Arah Angin (Episode 1)
Oleh: Devin Elysia Dhywinanda

(POV Angin)

Rumahku selalu sunyi—keheningan bakal membuatmu nyaman menikmati film melankolis di teater kecil sebelah utara, melancarkan pasokan inspirasimu sembari bersantai di tepi kolam renang, bahkan membuat tawa pelanmu bergema sampai lantai atas—tetapi, entah kenapa, aku justru membenci suasana seperti itu. Yah, bukannya mengharapkan drama bising seperti yang diputar di layar kaca … aku hanya menganggap keheningan sebagai tanda kepasrahan seseorang dan aku membenci hal itu. Jadi, daripada muak dengan situasi seperti itu, aku lebih suka mencari ke luar rumah, menghabiskan waktu dengan bercanda sampai gila, kendati—aku tahu—hal itu tidak menyelesaikan masalah.

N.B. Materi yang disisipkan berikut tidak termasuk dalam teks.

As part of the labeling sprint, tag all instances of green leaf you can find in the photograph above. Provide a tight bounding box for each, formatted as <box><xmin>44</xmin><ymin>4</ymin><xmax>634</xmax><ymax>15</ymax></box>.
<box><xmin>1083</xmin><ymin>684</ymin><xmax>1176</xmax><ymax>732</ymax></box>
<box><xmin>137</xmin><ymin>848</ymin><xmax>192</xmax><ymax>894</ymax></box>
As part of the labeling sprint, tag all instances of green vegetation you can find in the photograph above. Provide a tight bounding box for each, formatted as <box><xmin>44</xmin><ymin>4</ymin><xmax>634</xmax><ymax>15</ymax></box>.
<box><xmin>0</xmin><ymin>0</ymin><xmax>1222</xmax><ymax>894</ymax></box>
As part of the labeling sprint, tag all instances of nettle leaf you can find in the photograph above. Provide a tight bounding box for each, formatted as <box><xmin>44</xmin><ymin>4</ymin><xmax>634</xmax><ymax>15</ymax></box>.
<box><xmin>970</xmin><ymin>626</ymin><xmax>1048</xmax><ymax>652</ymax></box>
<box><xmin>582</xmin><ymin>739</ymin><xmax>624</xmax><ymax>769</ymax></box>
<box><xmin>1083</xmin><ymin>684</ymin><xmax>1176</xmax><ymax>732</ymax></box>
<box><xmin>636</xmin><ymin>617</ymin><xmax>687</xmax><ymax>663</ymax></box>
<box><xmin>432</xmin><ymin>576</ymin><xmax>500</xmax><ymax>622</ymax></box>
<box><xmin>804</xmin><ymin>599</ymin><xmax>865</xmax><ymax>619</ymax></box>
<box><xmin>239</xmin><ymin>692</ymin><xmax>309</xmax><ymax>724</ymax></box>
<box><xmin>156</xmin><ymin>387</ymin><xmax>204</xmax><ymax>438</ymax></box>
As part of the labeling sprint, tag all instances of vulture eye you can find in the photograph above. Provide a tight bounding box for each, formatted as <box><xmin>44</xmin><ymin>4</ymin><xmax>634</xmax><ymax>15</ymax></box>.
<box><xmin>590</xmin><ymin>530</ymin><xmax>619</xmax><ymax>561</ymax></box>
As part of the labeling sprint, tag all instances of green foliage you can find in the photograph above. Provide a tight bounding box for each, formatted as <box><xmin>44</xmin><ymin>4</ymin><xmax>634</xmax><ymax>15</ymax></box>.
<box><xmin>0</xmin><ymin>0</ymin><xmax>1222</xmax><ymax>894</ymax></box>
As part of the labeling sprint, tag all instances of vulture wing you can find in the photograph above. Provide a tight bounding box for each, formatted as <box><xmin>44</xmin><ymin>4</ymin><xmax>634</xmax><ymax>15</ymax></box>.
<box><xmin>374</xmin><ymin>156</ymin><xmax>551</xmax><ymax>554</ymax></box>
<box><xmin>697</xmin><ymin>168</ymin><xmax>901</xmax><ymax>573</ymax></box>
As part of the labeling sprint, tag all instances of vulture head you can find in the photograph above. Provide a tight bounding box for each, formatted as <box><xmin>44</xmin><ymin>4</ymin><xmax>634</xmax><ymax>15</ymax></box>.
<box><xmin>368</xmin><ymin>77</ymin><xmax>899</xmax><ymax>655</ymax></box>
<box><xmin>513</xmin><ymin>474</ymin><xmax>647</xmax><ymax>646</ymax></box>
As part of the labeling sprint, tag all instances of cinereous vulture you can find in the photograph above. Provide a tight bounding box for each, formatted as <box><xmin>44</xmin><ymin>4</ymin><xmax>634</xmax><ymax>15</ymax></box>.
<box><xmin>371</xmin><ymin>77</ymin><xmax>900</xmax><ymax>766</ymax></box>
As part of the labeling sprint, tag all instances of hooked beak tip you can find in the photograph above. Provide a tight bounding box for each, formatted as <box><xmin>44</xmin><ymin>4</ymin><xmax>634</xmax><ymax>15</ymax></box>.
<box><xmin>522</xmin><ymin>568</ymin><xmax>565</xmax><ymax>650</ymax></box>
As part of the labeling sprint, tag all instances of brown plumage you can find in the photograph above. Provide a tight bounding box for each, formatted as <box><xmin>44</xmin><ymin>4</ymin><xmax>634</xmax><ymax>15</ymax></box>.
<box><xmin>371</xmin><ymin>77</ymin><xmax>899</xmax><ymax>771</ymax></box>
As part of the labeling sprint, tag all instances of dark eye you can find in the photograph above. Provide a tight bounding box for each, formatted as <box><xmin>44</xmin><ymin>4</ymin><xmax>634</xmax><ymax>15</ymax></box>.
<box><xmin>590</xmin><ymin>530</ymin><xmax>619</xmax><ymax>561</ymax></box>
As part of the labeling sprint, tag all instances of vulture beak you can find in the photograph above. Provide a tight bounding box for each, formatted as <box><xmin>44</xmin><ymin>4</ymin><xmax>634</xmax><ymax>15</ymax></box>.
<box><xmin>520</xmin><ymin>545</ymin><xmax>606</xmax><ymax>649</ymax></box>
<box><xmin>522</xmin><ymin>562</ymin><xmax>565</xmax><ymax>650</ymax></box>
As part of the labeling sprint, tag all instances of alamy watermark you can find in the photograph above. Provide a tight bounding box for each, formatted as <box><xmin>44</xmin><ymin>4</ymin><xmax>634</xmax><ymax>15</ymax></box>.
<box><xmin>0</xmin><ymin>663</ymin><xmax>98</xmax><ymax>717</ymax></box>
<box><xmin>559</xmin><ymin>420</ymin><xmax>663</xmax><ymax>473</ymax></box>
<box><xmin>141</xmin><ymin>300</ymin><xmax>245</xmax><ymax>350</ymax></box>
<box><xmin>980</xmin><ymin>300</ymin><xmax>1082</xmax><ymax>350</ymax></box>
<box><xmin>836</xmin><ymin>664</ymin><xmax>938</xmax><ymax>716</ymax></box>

Ketika pertama kali menunjukkan penolakanku, Ibu bertanya kepadaku, apa yang membuatku tidak nyaman dan apakah ia telah melakukan kesalahan. Ibu bahkan meminta maaf atas kesalahan yang telah ia perbuat—jika memang ia membuat kesalahan. Itu terjadi ketika aku sedang penat menghadapi ujian semester dan kukatakan kepadanya untuk berhenti meminta maaf atas sesuatu yang tidak ia lakukan; berhenti juga untuk diam, menuruti semua perlakuan Ayah.

“Ibu tidak salah dan tidak sepantasnya Ibu terus-terusan mengalah.”

Itu kali pertama aku berkata cukup keras kepada Ibu. Ibu sendiri bergeming sejenak, lantas menjelaskan dengan suara rendah bahwa pertengkaran tidak selalu menjadi jawaban atas suatu permasalahan; bahwa orang dewasa memiliki sekian alasan untuk melakukan sesuatu. Aku serta merta mengernyit. Kukatakan bahwa kendati masih terlalu bocah untuk memahami kondisi rumit macam itu, setiap hal memiliki batasan, batas tolerir, masing-masing, dan kupikir sudah waktunya Ibu sampai pada fase tersebut.

“Aku muak karena pura-pura tidak mengetahui masalah ini. Ibu juga harusnya tahu perasaan macam itu.” Aku mengalihkan pandangan ke arah ruang tamu. “Ibu lelah. Kumohon katakan sekali saja bahwa Ibu lelah.”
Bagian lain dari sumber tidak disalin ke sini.